Compute the rolling var with the temporal windows closed on the right (default)

df_temporal.with_columns(
  rolling_row_var: Polars.col("index").rolling_var_by("date", "2h")
)
# =>
# shape: (25, 3)
# ┌───────┬─────────────────────┬─────────────────┐
# │ index ┆ date                ┆ rolling_row_var │
# │ ---   ┆ ---                 ┆ ---             │
# │ u32   ┆ datetime[ns]        ┆ f64             │
# ╞═══════╪═════════════════════╪═════════════════╡
# │ 0     ┆ 2001-01-01 00:00:00 ┆ null            │
# │ 1     ┆ 2001-01-01 01:00:00 ┆ 0.5             │
# │ 2     ┆ 2001-01-01 02:00:00 ┆ 0.5             │
# │ 3     ┆ 2001-01-01 03:00:00 ┆ 0.5             │
# │ 4     ┆ 2001-01-01 04:00:00 ┆ 0.5             │
# │ …     ┆ …                   ┆ …               │
# │ 20    ┆ 2001-01-01 20:00:00 ┆ 0.5             │
# │ 21    ┆ 2001-01-01 21:00:00 ┆ 0.5             │
# │ 22    ┆ 2001-01-01 22:00:00 ┆ 0.5             │
# │ 23    ┆ 2001-01-01 23:00:00 ┆ 0.5             │
# │ 24    ┆ 2001-01-02 00:00:00 ┆ 0.5             │
# └───────┴─────────────────────┴─────────────────┘

Compute the rolling var with the closure of windows on both sides

df_temporal.with_columns(
  rolling_row_var: Polars.col("index").rolling_var_by(
    "date", "2h", closed: "both"
  )
)
# =>
# shape: (25, 3)
# ┌───────┬─────────────────────┬─────────────────┐
# │ index ┆ date                ┆ rolling_row_var │
# │ ---   ┆ ---                 ┆ ---             │
# │ u32   ┆ datetime[ns]        ┆ f64             │
# ╞═══════╪═════════════════════╪═════════════════╡
# │ 0     ┆ 2001-01-01 00:00:00 ┆ null            │
# │ 1     ┆ 2001-01-01 01:00:00 ┆ 0.5             │
# │ 2     ┆ 2001-01-01 02:00:00 ┆ 1.0             │
# │ 3     ┆ 2001-01-01 03:00:00 ┆ 1.0             │
# │ 4     ┆ 2001-01-01 04:00:00 ┆ 1.0             │
# │ …     ┆ …                   ┆ …               │
# │ 20    ┆ 2001-01-01 20:00:00 ┆ 1.0             │
# │ 21    ┆ 2001-01-01 21:00:00 ┆ 1.0             │
# │ 22    ┆ 2001-01-01 22:00:00 ┆ 1.0             │
# │ 23    ┆ 2001-01-01 23:00:00 ┆ 1.0             │
# │ 24    ┆ 2001-01-02 00:00:00 ┆ 1.0             │
# └───────┴─────────────────────┴─────────────────┘

Parameters:

  • by (String)

    This column must be of dtype Datetime or Date.

  • window_size (String)

    The length of the window.
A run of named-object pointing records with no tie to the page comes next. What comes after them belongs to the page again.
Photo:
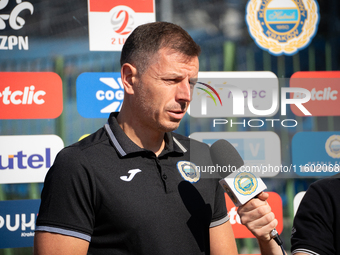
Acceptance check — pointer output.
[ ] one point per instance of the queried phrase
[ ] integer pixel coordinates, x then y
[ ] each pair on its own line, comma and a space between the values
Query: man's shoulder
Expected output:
88, 143
329, 183
189, 141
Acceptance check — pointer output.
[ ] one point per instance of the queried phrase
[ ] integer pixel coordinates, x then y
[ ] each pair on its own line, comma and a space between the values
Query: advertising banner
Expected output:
99, 94
27, 158
111, 22
17, 222
30, 95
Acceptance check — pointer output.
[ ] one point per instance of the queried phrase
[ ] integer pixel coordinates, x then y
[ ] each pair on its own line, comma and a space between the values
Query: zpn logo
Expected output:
99, 94
15, 22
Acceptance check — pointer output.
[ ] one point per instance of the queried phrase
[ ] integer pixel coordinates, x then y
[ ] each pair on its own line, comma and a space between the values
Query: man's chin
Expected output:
171, 126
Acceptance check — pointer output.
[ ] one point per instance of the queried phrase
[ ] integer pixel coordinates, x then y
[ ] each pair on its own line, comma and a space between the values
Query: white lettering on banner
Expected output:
15, 227
34, 161
28, 96
320, 95
16, 23
8, 42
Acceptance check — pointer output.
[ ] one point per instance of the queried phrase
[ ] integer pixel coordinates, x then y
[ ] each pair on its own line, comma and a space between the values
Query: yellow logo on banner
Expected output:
282, 26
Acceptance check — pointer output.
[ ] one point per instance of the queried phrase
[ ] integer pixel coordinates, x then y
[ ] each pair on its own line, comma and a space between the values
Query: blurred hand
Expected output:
257, 216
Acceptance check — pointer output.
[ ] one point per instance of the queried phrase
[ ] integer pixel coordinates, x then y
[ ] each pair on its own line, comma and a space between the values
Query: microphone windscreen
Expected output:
225, 155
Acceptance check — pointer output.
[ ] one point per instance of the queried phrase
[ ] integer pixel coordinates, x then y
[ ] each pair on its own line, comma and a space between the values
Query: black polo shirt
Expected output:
316, 227
125, 200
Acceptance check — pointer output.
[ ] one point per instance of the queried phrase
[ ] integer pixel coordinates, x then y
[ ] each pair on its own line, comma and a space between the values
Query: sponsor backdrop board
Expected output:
27, 158
261, 151
17, 222
99, 94
324, 88
230, 94
30, 95
316, 153
241, 231
111, 22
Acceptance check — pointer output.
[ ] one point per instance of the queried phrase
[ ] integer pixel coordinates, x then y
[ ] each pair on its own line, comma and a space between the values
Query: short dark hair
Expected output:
147, 39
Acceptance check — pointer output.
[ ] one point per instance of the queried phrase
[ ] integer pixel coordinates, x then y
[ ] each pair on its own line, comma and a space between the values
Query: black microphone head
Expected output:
226, 156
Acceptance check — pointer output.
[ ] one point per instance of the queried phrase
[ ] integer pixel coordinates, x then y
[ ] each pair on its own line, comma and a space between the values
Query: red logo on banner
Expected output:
35, 95
122, 21
325, 92
241, 231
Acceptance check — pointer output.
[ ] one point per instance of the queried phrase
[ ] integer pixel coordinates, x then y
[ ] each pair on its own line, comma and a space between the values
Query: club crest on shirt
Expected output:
282, 26
188, 171
245, 183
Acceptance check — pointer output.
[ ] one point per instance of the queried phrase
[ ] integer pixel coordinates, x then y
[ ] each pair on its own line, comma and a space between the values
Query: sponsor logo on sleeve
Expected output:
27, 158
17, 223
30, 95
99, 94
111, 22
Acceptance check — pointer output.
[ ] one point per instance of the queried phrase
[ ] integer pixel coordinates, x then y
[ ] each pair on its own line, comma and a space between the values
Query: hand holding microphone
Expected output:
242, 187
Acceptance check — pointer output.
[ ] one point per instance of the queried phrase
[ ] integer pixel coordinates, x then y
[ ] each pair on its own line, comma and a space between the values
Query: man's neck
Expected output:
144, 137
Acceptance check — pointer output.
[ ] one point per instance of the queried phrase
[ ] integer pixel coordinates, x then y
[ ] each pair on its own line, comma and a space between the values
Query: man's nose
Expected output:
184, 91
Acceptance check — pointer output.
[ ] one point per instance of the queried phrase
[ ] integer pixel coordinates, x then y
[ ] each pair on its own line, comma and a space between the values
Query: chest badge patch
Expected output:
188, 171
282, 26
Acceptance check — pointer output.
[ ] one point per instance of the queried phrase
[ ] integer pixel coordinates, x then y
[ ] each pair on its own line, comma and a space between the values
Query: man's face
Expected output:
164, 90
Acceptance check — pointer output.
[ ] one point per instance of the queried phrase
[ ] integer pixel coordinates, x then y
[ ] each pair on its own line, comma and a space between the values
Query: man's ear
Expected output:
129, 77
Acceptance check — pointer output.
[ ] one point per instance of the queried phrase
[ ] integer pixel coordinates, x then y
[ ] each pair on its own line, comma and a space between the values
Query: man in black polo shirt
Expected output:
131, 187
316, 227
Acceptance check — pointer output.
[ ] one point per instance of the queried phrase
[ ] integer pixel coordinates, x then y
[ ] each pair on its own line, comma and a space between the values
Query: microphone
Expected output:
241, 186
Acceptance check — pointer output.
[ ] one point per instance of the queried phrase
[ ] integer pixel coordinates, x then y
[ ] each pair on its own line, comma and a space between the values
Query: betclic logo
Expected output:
27, 158
30, 95
324, 88
99, 94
Can be a dynamic temporal size indicated by a timedelta or the following string language:

    • 1ns (1 nanosecond)
    • 1us (1 microsecond)
    • 1ms (1 millisecond)
    • 1s (1 second)
    • 1m (1 minute)
    • 1h (1 hour)
    • 1d (1 calendar day)
    • 1w (1 calendar week)
    • 1mo (1 calendar month)
    • 1q (1 calendar quarter)
    • 1y (1 calendar year)

    By "calendar day", we mean the corresponding time on the next day (which may not be 24 hours, due to daylight savings). Similarly for "calendar week", "calendar month", "calendar quarter", and "calendar year".

  • min_periods (Integer) (defaults to: 1)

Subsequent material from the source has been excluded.